S. flexneri serotyping is laborious and relies on a panel of 12 antisera raised against specific type and group factors. Some new antisera are not commercially available, and both this and the cross-reactivity observed with some serotypes also complicates the serotyping of S. flexneri 1–5, X and Y. Serotype conversion, mediated by prophages and plasmids carrying O-antigen-modifying genes, is frequent and well documented in S. flexneri from the S3 cluster [7, 20, 27, 53]. The most common causes of discrepant results between phenotypic and genotypic methods are the instability of these mobile genetic elements and the presence of phenotypically inactive POAC genes with multiple and varied insertions, deletions or mutations [20, 21, 28, 53]. The discrepant results between the phenotypic data and those generated by ShigaPass were, therefore, not unexpected, but corresponded to only 3.9 % (69/1 753) of the S. flexneri 1–5, X and Y serotypes and subserotypes used in this study (Table 3). However, as these serotypes and subserotypes are not correlated with the true population structure of S. flexneri as determined by genomic methods [2], it is better for laboratory-based surveillance purposes to categorize strains into the seven S. flexneri phylogenetic groups (PGs) described by Connor and co-workers, which can easily be identified by cgMLST [2, 7], rather than relying exclusively on S. flexneri serotypes and subserotypes [7].

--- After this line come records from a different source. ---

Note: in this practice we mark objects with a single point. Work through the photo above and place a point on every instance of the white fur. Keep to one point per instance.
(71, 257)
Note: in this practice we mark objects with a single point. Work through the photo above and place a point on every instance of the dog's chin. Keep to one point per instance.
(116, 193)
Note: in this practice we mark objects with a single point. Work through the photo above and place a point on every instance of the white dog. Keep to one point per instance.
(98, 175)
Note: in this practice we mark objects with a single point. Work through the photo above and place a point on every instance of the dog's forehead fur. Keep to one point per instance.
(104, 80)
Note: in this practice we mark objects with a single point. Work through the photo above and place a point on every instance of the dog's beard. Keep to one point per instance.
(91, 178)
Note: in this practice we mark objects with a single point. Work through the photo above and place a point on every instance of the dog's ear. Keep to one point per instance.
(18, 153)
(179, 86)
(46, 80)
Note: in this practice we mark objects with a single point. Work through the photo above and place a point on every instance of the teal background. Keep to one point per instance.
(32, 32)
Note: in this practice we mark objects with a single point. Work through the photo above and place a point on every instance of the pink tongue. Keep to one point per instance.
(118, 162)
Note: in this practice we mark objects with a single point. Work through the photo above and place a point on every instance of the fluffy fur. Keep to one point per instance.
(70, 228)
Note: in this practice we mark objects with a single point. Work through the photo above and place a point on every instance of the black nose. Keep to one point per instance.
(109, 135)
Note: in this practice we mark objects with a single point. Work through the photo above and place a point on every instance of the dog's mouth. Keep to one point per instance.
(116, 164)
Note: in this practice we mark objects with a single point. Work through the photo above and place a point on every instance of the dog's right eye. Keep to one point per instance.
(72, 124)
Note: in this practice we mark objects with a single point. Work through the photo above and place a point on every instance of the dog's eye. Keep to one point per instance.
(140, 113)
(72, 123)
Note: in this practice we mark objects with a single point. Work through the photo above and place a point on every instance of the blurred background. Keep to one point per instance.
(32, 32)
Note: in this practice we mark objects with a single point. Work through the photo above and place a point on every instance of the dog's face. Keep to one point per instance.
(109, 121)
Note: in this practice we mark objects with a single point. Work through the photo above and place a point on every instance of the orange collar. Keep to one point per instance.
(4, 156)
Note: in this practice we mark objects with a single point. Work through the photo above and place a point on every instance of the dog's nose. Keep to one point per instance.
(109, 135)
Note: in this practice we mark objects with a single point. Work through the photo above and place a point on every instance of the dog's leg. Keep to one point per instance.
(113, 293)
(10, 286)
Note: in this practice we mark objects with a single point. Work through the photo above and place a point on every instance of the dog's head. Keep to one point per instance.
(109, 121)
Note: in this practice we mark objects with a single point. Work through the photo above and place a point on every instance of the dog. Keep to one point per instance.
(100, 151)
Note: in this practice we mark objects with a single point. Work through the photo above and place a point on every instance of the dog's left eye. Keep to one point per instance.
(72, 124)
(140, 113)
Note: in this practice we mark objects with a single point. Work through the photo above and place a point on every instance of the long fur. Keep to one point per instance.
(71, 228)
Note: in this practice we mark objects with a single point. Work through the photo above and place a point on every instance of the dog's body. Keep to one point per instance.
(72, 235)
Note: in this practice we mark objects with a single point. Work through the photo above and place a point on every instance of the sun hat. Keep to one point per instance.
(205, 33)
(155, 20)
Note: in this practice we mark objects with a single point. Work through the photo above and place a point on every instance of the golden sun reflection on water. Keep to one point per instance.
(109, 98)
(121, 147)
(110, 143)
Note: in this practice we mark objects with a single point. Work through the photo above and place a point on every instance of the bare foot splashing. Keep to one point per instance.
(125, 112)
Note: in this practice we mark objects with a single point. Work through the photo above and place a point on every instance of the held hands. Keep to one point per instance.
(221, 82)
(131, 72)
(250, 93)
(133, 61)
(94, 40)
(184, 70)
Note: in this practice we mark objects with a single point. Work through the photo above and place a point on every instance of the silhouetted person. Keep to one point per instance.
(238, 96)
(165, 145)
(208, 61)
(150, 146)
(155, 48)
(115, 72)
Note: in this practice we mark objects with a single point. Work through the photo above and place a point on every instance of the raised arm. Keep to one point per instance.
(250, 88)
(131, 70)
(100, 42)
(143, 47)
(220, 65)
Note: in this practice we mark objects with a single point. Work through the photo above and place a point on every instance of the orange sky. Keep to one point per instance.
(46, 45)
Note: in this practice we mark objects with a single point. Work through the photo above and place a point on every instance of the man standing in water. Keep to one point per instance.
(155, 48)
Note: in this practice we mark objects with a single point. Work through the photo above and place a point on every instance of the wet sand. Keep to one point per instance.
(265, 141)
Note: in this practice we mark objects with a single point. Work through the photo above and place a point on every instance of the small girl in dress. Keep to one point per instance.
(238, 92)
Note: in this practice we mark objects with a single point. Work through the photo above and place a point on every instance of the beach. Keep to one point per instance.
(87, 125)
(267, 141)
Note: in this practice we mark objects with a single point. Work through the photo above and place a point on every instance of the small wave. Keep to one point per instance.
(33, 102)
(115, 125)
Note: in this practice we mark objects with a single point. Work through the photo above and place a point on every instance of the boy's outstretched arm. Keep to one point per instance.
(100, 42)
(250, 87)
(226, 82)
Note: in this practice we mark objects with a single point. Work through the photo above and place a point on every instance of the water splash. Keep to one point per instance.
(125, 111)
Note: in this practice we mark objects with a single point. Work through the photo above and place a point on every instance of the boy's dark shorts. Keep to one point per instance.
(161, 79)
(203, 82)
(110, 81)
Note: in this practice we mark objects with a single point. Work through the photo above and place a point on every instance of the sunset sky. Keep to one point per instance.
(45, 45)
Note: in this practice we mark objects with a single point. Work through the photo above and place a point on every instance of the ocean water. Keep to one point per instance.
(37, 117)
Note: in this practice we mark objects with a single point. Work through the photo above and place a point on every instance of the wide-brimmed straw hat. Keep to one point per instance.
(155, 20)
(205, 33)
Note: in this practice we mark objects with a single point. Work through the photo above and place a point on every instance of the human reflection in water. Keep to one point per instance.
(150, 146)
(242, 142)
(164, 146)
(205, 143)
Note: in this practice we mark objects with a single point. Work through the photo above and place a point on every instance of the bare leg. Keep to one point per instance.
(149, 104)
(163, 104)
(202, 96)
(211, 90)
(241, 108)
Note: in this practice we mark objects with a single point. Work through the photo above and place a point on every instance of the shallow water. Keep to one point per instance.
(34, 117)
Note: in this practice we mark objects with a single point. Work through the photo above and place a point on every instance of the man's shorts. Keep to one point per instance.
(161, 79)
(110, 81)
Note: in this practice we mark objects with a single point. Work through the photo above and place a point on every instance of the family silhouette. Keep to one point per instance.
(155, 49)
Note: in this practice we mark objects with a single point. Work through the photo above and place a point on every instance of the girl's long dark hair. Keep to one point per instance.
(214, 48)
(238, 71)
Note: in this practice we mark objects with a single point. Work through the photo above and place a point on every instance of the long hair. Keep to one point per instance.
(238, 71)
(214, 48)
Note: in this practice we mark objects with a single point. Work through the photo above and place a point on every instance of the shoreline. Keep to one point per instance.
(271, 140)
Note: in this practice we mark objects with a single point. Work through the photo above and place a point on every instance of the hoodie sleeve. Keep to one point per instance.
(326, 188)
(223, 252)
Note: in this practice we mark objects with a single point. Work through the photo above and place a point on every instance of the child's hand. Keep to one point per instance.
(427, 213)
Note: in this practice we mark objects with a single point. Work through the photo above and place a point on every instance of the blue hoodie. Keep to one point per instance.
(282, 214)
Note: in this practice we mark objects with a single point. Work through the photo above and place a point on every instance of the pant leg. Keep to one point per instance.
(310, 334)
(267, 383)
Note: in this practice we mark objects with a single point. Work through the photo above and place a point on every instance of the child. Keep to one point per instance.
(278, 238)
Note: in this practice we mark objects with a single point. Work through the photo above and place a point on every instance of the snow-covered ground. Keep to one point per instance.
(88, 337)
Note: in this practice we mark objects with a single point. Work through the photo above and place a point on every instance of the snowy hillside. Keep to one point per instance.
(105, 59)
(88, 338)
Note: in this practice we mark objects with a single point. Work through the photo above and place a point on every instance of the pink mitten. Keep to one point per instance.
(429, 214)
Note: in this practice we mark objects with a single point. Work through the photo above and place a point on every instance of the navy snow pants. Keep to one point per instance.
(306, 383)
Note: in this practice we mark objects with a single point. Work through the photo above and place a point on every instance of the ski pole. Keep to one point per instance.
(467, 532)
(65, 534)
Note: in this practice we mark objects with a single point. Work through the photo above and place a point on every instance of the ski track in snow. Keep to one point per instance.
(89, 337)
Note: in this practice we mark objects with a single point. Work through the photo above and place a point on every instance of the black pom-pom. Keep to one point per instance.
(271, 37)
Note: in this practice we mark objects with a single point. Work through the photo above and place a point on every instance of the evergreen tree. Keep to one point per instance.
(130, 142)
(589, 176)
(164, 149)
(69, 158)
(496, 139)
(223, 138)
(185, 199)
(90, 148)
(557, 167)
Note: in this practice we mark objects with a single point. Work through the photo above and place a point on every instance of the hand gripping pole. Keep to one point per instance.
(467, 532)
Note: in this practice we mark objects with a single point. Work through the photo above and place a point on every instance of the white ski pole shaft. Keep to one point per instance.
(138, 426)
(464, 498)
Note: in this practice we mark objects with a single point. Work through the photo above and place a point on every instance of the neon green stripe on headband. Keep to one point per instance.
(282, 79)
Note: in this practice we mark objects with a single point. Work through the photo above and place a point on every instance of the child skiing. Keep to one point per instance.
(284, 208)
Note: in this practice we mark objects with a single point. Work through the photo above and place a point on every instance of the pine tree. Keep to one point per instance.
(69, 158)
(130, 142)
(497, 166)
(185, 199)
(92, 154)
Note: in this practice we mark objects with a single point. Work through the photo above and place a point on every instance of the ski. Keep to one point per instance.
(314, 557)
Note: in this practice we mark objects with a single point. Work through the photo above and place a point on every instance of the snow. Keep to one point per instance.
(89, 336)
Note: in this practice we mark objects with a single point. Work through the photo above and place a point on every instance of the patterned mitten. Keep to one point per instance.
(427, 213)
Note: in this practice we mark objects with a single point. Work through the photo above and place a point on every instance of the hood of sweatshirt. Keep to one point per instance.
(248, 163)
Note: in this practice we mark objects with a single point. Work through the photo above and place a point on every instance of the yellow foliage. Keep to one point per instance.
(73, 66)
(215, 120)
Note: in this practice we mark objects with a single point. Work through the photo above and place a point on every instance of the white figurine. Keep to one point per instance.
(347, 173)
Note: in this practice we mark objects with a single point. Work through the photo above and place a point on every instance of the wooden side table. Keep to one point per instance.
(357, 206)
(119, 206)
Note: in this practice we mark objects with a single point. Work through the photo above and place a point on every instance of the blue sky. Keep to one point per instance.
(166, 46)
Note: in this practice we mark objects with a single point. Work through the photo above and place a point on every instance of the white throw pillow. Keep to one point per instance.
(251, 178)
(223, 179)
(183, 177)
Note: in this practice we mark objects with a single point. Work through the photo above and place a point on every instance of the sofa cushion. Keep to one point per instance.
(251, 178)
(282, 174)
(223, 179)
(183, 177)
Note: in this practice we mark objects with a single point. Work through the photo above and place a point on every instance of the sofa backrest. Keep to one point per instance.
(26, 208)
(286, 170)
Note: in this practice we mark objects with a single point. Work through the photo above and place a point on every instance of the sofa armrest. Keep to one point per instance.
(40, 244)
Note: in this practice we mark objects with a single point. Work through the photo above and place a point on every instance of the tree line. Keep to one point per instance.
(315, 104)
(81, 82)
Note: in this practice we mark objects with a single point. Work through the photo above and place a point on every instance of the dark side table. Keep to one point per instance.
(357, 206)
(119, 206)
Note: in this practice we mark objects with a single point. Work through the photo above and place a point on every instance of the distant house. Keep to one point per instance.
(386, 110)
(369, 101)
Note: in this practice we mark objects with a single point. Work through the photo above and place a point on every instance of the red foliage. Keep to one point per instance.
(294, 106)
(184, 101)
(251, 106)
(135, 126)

Assembly- and blast-based methods are largely dependent on sequencing and assembly methods and quality, and do not, therefore, necessarily provide unequivocal evidence of the performance of ShigaPass. False-negative results may arise in cases of missing data. The rfb and POAC genes have AT-rich sequences. Most of our sequences were obtained with the Nextera XT kit, which is known to be biased against AT-rich regions. In addition, the sequencing protocol used by our public health multi-pathogen sequencing platform may also be biased against such regions. Overall, this results in assemblies with short contigs and poorer coverage of these AT-rich regions. ShigaPass can overcome this problem with the k-mer strategy. However, we found that the accuracy of serotype prediction was lower when EnteroBase SPAdes assemblies from our validation dataset were used. This decrease in accuracy led to false-negative results, mainly because the assembly method used by EnteroBase is stringent and removes low-coverage contigs, including those containing the rfb and POAC genes [33]. It is therefore important, for optimal ShigaPass performance, not to filter out short and low-coverage contigs (especially when using sequencing protocols biased against AT-rich regions). In this study, we used only SPAdes, a widely used assembler, to generate the assemblies, with no evaluation of other assemblers. However, the short reads from our development and validation datasets could be used to evaluate the performance of ShigaPass with different assemblers if necessary. False-positive results may arise due to mixtures of two or more Shigella genomes. In this case, ShigaPass issues a comment mentioning the presence of multiple rfb genes. Furthermore, if the main rfb detected (the one with the most hits) is not consistent with other markers, the output of ShigaPass is ‘ Shigella spp.’, which may be considered a marker of genome contamination. However, such contamination may pass unnoticed, particularly in cases of mixture with different subserotypes of S. flexneri 1–5, X and Y strains. An output of ‘ Shigella spp.’ may also be obtained with genomes of poor quality, or in cases of new emerging serotypes.

In conclusion, ShigaPass is a user-friendly tool developed for the prediction of all Shigella serotypes from assembled genomes and for differentiating between Shigella and non- Shigella isolates based on the detection of ipaH, rfb, fliC and POAC genes, and MLST ST7 and CRISPR profiles. We show here that ShigaPass gives prediction rates better than those for other existing in silico tools, correctly identifying 98.5 % of 4268 Shigella genomes. The FNRC-ESS has been using ShigaPass for the routine surveillance of Shigella infections in France since October 2021, and ShigaPass is available from GitHub for public use and from Galaxy as a user-friendly web-accessible tool. Finally, we strongly recommend combining ShigaPass with cgMLST data, to optimize the laboratory and epidemiological surveillance of Shigella.